Eight Things I ate this October

I started the draft for this post mid-October, and boy, I realised I eat out a lot. I just love food, what can I say?

I kicked this month off by heading to Rök with my family. There’s a lot of pickling, fermentation and smoking involved but I adored every dish we ordered. Their menu changes frequently as all of the produce is locally sourced. If the mackerel with creme fraiche and pickled onions is on the menu, order it, which for me was the highlight of the dinner.

rok

Pho are a Vietnamese street-food restaurant and have chains all over London. Their bowls of pho are savoury, warmly spiced and laced with rice noodles, a modest amount of meet and served with fresh herbs and lime on the side. Their restaurant in Clerkenwell is where I headed to one rainy day this month when I wanted to escape the office.

One Tuesday night I had a massive craving for steak. I had originally wanted to go to Flat Iron, but after being told there was a two hour queue, Scott and I swiftly changed our minds and headed to Bills. Their steak is nothing to write home about, but it hit the spot.

bills-steak

Scott and I risked Bao last week, reckless fools that we are. But we managed to get seats within half an hour. The the fully white steamed buns were delicious, but the overall experience in not worth the wait. Go on your day off when it’s quiet. (I’ll be writing a full review shortly, so keep your eyes peeled).

bao

One weekend I decided to explore Clapham and Battersea so I headed straight to Venn Street Market – it’s impossible to investigate a new area on an empty stomach right? I had this amazing roti filled with spicy sausages which were freshly made to order.

For our anniversary Scott took me to Broadway Market. I loved it, it’s a street food paradise. The Dumpling Shack was the highlight of our trip.
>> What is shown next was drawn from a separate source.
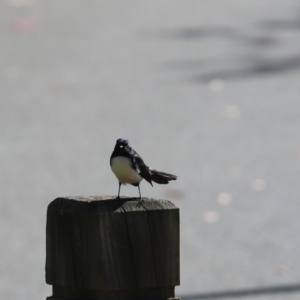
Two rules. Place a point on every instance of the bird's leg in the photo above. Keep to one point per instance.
(119, 190)
(140, 200)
The dumplings are pan fried with a thick skin filled with pork and prawns and are freshly filled, wrapped and cooked to order.

broad-market-dumplings

Ever gone around to your boyfriend’s flat after work to discover there’s nothing in his fridge (apart from beer and cheese). That happened to me this month. Lucky for us his flat block is connected to The Common. I tried to do the good thing and opted for the salad made with kale, red cabbage, chickpeas, and avocado.Scott got a burger, so I proceeded to eat the majority of his chips (yeah, I was that girl, sue me).

Since Scott moved to West London I’ve been dying to check out The Parlour in Kensal Rise, we headed there with his mate from university and his girlfriend. It specialises in British food and is tucked away on a shady and quiet side street and it’s definitely worth a trip out west.